The book has been well-received. In 1997, it won the Newbery Honor for the novel, landed on the American Library Association's list of Top Ten Books for Young Adults, and was a finalist for the National Book Award for Young People's Literature.

==Plot==
Nhamo is an 11-year-old girl living in a traditional Shona village located in Mozambique around 1981. She was raised with the knowledge and customs of her tribe. Nhamo means "disaster" in the Shona language. Nhamo was given this name because of the scandal and wrongful things continued to follow her and her mother. After experiencing trouble with a cholera epidemic, a leopard, and an arranged marriage proposed by a false witch doctor, she flees with her dying grandmother's blessings, some gold nuggets, and her meager survival skills. Nhamo steals a boat and supplies under her grandmother's instructions and uses the river as her road to Zimbabwe, where she faces the threat of hippos, crocodiles, and other animals trying to kill her, while dealing with the pressures of becoming a woman.

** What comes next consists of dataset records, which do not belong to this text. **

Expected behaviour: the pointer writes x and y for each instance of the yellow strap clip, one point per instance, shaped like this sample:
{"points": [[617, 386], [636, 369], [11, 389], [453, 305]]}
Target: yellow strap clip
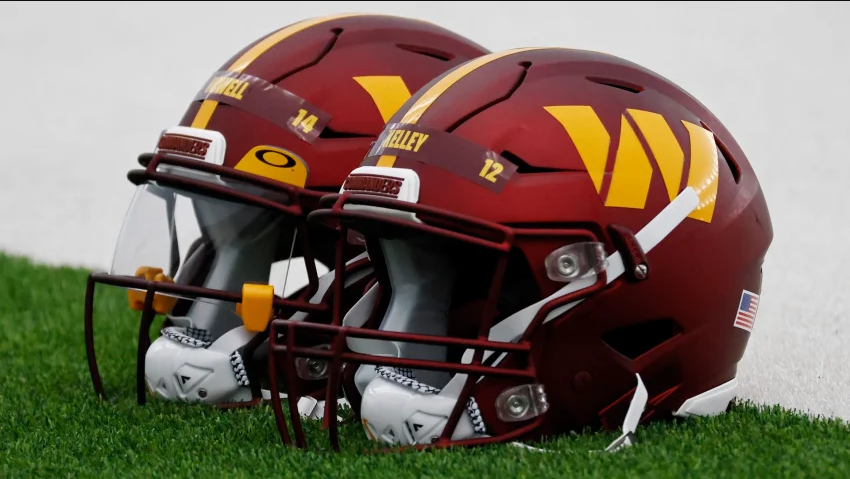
{"points": [[161, 304], [256, 308]]}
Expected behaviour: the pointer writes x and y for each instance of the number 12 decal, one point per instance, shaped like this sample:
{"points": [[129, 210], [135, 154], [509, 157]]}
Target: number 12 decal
{"points": [[490, 174]]}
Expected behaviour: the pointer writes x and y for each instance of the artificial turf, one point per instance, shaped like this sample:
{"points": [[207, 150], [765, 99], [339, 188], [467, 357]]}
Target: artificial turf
{"points": [[52, 424]]}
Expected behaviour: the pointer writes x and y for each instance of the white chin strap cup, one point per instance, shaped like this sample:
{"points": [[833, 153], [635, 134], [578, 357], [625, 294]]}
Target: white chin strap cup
{"points": [[409, 413]]}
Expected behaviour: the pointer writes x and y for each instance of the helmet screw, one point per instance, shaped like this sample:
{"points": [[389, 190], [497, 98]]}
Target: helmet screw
{"points": [[517, 405], [567, 265]]}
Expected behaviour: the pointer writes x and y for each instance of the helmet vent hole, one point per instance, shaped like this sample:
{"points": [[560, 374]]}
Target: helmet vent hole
{"points": [[636, 340], [523, 168], [730, 161], [615, 83], [427, 51]]}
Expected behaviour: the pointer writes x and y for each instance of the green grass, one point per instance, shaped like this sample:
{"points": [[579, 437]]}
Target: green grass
{"points": [[52, 425]]}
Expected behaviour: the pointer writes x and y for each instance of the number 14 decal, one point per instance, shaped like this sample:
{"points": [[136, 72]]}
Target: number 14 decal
{"points": [[490, 170]]}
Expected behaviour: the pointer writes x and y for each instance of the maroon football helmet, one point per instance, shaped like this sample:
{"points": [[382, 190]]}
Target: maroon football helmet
{"points": [[562, 239], [224, 198]]}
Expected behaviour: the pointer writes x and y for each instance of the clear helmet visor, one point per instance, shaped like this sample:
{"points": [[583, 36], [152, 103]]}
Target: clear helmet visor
{"points": [[198, 240]]}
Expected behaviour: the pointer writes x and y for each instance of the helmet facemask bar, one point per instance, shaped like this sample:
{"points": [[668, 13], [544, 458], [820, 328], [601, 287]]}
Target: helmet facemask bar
{"points": [[491, 236], [284, 199]]}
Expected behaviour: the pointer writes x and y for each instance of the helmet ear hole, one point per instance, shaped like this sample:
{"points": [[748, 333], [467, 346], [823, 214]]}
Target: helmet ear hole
{"points": [[635, 340]]}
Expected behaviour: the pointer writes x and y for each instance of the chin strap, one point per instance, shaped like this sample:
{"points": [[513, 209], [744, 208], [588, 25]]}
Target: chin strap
{"points": [[627, 439], [179, 335], [471, 405]]}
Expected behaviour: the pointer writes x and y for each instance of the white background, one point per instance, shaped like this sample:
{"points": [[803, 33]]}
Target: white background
{"points": [[86, 87]]}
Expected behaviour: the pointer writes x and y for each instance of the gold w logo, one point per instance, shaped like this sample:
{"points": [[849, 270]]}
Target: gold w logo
{"points": [[388, 92], [632, 174]]}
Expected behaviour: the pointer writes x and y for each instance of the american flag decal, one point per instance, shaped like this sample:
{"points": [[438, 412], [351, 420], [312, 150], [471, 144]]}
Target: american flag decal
{"points": [[747, 309]]}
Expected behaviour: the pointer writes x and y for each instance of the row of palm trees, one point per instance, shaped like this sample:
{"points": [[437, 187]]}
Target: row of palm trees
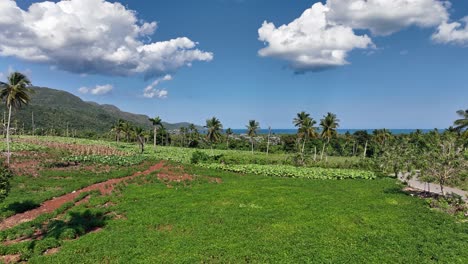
{"points": [[129, 131]]}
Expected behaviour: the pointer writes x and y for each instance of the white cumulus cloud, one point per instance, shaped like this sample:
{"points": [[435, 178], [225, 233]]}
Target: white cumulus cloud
{"points": [[98, 90], [312, 41], [324, 34], [91, 37], [151, 90], [454, 33], [384, 17]]}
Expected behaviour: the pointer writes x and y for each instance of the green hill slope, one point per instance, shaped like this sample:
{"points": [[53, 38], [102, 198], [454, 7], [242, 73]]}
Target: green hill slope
{"points": [[54, 109]]}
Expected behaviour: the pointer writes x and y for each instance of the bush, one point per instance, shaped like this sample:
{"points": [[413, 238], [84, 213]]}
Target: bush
{"points": [[199, 157], [5, 176]]}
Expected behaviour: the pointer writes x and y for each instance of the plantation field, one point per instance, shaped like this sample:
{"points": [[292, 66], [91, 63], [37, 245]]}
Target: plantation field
{"points": [[261, 219], [234, 207]]}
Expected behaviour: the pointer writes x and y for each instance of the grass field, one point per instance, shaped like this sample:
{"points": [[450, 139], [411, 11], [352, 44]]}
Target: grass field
{"points": [[241, 218], [261, 219]]}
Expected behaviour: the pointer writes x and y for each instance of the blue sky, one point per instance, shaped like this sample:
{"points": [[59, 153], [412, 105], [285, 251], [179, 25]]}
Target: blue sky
{"points": [[405, 80]]}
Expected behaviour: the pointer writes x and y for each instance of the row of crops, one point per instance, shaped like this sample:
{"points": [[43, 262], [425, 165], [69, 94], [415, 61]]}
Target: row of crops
{"points": [[293, 172]]}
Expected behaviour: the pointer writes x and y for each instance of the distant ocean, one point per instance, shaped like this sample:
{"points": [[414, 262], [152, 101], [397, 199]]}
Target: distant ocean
{"points": [[340, 131]]}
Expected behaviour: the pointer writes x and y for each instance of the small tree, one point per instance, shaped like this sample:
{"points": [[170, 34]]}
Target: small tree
{"points": [[397, 156], [5, 176], [140, 134], [228, 134], [213, 126], [157, 122], [444, 163], [252, 128]]}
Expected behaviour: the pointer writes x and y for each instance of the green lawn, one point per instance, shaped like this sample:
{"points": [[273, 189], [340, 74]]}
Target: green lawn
{"points": [[260, 219]]}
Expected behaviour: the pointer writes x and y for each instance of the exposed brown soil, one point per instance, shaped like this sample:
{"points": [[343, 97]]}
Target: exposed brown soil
{"points": [[51, 251], [10, 258], [51, 205], [420, 193]]}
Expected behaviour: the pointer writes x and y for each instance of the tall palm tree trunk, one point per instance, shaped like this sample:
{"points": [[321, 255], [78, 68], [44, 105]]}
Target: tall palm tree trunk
{"points": [[251, 141], [323, 150], [8, 136], [303, 145]]}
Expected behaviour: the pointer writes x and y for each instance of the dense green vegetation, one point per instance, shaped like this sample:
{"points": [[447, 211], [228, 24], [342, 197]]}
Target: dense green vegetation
{"points": [[316, 196], [261, 219]]}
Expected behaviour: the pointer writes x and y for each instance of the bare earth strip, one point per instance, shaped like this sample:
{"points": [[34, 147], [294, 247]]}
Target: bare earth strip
{"points": [[431, 187], [55, 203]]}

What should have been a two-day boat trip across the border to her father's family in Zimbabwe spans a year in which Nhamo faces starvation and the threat of hungry or aggressive animals. The girl finds her way to a lush, haunted island and lives alongside a troop of baboons. Daily conversations with spirits combat Nhamo's loneliness and provide her with sage and practical advice. She makes mistakes, loses heart, and nearly dies of starvation. Even after she arrives in Zimbabwe where she lives with scientists before meeting her father's family, Nhamo must learn how to live in a modern society (clothing, behavior, literacy), and is urged to let go of the "evil" spirits that "possess" her as prescribed by a Muvuki or witch finder.

==Characters==
- Nhamo Jongwe: The girl named "Disaster". She got her name due to the many disasters she faces during her life, even as a child. However, Nhamo is resourceful and clever, in spite of the bad luck she supposedly causes.
- Aunt Chipo: Nhamo's bad tempered aunt, who has resented Runako, Nhamo's deceased mother and Chipo's older sister, since they were children. She has hated Nhamo and her mother ever since she was born and forces her to do most of the work in the village, allowing her daughter, Masvita, to do the less strenuous tasks.
- Masvita: Nhamo's sweet tempered cousin, who behaves respectfully towards Nhamo, in spite of how mean-spirited her mother is.
- Aunt Shuvai: Nhamo's younger aunt. She is considerably more ambivalent to Nhamo.
- Uncle Kufa: Nhamo's uncle and Aunt Chipo's husband. He is a pragmatic man.
- Ruva: Aunt Chipo′s second daughter.
- Ambuya: Nhamo and Masvita's grandmother. She treats Nhamo with respect and loves her dearly, and is one of the few people to do so. Chipo resents her mother, believing that Ambuya favoured Runako (Nhamo's mother) for doing well in school and Shuvai, who was the youngest of Ambuya's three daughters.
- Crocodile Guts: A fisherman
- Sister Gladys: A nurse who takes care of Nhamo in the later part of the book.
- Goré Mtoko : A man who was killed by Nhamo's father
- Muvuki: the witch finder
- Rumpy: A baboon with no tail that is constantly bullied by other baboons. He tried to bully Nhamo while she was on the island, and later was killed.